Tania, a transgendered woman, was repeatedly beaten and abused in her home country of Guatemala. She fled to the U.S., where she was locked in an all-male ICE detention center and harassed by officials and detainees almost daily for 10 months.
Attorneys with the Florence Immigrant and Refugee Rights Project helped Tania represent herself in court. “She gave great testimony, which we helped her prepare, about what had happened to her – severe beatings and terrible stuff,” says Lauren Dasse, executive director of the Florence Project. The judge granted Tania protection under the United Nations Convention against Torture.
The Supreme Court’s recent decision on gay marriage has turned attention toward the plight of LGBT immigrants like Tania.
Jennicet Gutiérrez, an undocumented transgender woman, interrupted President Obama during a White House pride celebration on June 24 to demand he “release all LGBTQ immigrants from detention and stop all deportations.” A week later, six immigrant rights activists were arrested for blocking a street near the White House to protest the treatment of LGBT detainees.

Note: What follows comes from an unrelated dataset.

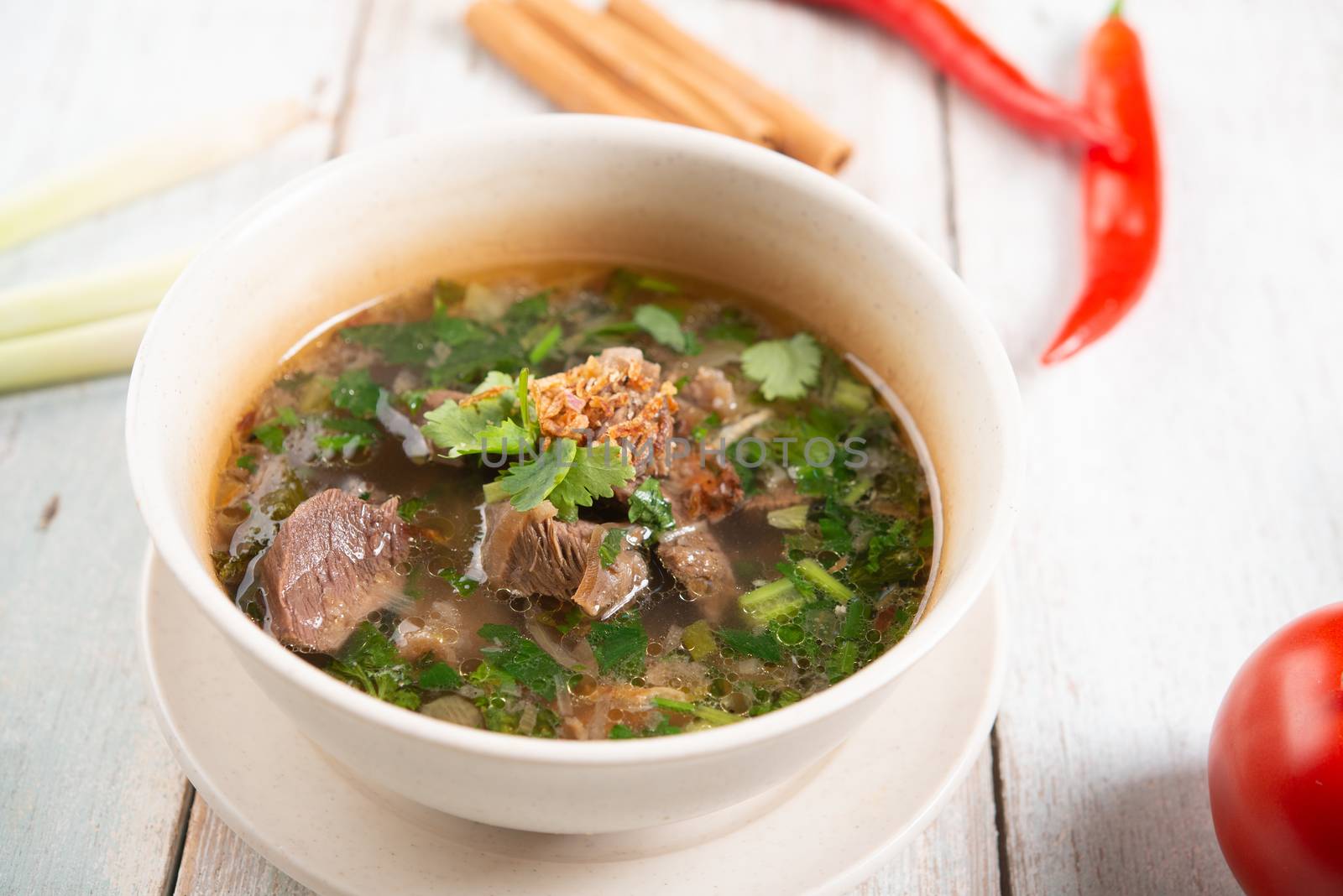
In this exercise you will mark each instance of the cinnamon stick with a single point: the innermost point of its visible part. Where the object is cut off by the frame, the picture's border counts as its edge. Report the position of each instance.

Thirty-five congresspeople sent a letter to Secretary of Homeland Security Jeh Johnson stating, “[W]e strongly urge you to use existing discretion to release LGBT individuals from custodial detention and use parole or alternatives to detention to ensure the safety and appearance of this group…”

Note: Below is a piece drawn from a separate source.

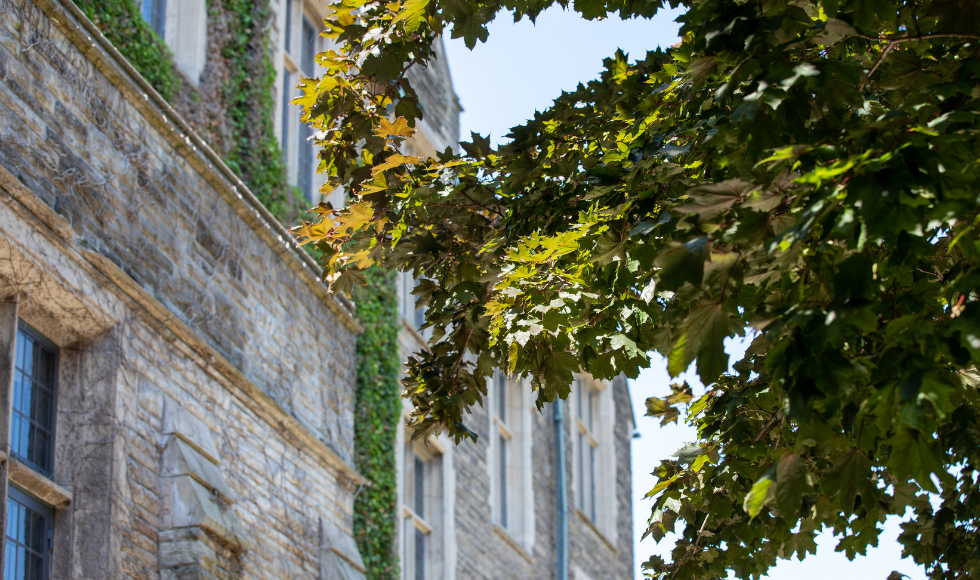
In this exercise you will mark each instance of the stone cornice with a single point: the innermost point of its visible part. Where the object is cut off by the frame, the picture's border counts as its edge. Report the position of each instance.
(90, 41)
(183, 338)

The letter also highlighted surprising statistics. In custody, non-heterosexual men are subjected to sexual assault at 10 times the rate of heterosexual men. One in three transgender individuals is sexually assaulted within one year of custody.

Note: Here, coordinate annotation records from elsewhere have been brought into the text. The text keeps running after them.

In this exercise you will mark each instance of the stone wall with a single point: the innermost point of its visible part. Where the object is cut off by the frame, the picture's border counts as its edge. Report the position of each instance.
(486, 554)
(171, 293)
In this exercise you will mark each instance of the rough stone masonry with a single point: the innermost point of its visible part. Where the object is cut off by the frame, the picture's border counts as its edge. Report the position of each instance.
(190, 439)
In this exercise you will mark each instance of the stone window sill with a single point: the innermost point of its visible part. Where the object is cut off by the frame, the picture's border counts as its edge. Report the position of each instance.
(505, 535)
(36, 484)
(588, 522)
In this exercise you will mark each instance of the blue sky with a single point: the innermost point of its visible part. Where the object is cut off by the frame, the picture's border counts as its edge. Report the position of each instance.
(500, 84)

The ACLU of Arizona has documented several cases where LGBT detainees suffered physical and sexual violence, received inadequate medical care, and were placed in isolation if they complained. In addition, LGBT immigrants complained that ICE officials divulged their confidential information and housed them with detainees of a gender with which they don’t identify.
As we have reported before, immigration detention is traumatizing, expensive, and especially harmful to vulnerable people including women, children and LGBT individuals. Alternatives to detention are highly effective in ensuring immigrants attend their court dates, and would help protect these already harassed and abused people from further suffering.